Aside from the half-day on Wednesday, I worked a full day all the other days at work. I'd been just working half days. People around the office kept asking me how I was allowed to do that, since my company HATES part-time and flexible schedules and all that... I answered that I hadn't really given them a choice. I had a lot of vacation saved up. We get six weeks for maternity leave, but I told them that I was going to take an additional two weeks after that, and they had to be okay with that because of FMLA. Then I said "Well, I guess I could come back at six weeks and just work half days" and that was a step up from what I'd originally said, so my supervisor was happy for whatever time I could put in. It was a great way to get back from leave.
I've been warned that I'd spend all my workdays missing the crap out of my baby... it hasn't been so bad. The transitioned helped. I mean sure I miss her, but to be honest before she was born I missed Marc in a lot of the same ways. Maybe even more. I mean, during a full day with Josie she naps, or cries and makes me feel like I need a break. A day with Marc is all about us, and there were lots of days when I was pregnant and hormonal when I felt like anything that separated me from him was a crime against humanity or something.

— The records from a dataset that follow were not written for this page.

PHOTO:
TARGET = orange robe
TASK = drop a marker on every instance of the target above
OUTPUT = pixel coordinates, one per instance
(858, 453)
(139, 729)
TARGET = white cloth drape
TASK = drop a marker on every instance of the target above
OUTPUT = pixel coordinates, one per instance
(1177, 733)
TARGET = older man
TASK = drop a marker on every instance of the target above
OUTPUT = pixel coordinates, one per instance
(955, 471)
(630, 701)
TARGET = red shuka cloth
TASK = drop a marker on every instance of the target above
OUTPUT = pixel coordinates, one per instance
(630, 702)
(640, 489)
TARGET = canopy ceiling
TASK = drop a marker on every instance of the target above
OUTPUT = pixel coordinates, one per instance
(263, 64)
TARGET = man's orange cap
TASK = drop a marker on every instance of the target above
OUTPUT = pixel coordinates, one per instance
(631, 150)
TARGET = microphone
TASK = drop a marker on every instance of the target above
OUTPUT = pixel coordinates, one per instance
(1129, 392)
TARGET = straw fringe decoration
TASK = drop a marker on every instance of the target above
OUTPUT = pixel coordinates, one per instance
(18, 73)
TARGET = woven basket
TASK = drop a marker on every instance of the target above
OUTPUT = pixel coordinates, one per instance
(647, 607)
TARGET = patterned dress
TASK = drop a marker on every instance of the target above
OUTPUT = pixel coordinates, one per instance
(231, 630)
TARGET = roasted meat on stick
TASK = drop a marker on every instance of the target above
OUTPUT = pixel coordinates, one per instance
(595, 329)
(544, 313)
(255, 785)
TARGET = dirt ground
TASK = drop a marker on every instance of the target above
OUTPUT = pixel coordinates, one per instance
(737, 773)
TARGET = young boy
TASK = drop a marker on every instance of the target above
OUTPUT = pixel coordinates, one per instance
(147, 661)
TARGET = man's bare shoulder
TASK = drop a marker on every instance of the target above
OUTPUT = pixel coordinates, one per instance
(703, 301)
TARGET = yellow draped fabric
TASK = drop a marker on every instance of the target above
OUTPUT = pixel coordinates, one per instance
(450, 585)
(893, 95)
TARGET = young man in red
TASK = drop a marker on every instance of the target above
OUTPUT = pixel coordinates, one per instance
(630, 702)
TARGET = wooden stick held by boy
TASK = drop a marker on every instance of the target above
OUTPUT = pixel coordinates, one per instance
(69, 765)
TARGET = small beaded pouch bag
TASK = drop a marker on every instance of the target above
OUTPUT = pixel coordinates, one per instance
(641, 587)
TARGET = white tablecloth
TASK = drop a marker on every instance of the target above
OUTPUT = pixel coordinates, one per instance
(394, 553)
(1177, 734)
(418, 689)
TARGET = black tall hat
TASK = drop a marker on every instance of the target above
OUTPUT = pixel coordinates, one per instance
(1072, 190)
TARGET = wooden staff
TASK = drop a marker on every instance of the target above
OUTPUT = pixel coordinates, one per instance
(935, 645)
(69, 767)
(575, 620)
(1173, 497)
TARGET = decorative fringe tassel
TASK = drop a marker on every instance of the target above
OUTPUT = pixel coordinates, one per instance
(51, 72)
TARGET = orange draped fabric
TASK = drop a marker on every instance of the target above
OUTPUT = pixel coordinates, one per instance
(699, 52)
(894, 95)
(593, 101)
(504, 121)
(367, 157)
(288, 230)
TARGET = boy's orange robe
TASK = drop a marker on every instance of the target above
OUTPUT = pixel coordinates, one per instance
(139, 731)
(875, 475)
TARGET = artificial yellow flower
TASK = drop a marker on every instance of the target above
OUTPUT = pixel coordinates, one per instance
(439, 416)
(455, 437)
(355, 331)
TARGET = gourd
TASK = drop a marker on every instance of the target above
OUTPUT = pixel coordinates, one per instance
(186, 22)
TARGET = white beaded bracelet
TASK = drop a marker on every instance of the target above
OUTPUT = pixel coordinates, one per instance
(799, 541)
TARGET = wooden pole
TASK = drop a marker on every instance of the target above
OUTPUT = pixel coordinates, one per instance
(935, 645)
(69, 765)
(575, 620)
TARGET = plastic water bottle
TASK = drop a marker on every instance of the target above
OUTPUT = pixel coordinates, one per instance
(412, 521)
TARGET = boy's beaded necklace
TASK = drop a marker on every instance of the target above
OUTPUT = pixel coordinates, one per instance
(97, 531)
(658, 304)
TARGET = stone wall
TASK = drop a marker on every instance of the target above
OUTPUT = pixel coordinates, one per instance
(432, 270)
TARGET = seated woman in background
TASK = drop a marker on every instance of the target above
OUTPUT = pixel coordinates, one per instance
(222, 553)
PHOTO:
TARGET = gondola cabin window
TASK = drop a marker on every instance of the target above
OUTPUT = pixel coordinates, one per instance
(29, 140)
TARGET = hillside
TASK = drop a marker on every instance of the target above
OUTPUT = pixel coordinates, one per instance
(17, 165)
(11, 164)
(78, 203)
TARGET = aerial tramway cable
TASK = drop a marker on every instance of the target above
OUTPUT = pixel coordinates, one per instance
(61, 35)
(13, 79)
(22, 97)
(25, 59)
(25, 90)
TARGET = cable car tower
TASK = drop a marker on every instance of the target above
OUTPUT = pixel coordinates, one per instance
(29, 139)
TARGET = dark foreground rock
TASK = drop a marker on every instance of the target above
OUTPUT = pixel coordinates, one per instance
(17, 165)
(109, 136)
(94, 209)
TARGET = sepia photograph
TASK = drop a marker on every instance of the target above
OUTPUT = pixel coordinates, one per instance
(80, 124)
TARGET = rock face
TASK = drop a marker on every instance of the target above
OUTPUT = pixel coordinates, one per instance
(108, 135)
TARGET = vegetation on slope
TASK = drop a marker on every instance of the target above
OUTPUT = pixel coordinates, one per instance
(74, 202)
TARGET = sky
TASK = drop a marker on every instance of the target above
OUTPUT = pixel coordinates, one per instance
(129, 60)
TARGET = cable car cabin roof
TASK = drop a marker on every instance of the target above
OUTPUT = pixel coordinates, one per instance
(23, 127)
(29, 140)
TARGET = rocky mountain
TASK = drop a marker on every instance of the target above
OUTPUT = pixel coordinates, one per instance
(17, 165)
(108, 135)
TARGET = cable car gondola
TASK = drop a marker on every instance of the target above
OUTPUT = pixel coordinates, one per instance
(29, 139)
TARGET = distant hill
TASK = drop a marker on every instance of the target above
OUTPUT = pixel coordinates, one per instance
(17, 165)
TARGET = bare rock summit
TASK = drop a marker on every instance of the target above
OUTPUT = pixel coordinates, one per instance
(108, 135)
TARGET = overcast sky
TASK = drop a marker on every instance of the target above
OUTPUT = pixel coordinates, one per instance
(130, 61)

Also, pumping breast milk at work is so much easier than pumping at home! At home I feel like I'm cramming it into my schedule, the baby naps and there are a million things I'd rather be doing. But at work it's breaktime, "me" time, I'm alone in an empty office and if I can get one with a networked computer, I work, if I can't it's no big deal, I read. I'm still making more milk than what Jo eats in a day, so the freezer stash keeps expanding... we'll be able to keep this up for a while.
So that's my routine now. I wake up and face the morning challenges... feed the baby if she's awake, pump if she's not, figure out how to fit in breakfast and getting ready. Go to work. Pump around 10, then again around 2. Go home and relax. Tell Josie about my day and listen to her tell me about hers (kind of tough, since she only says "guh" and "ooh"). Love Marc. I'm really busy but it's a good time.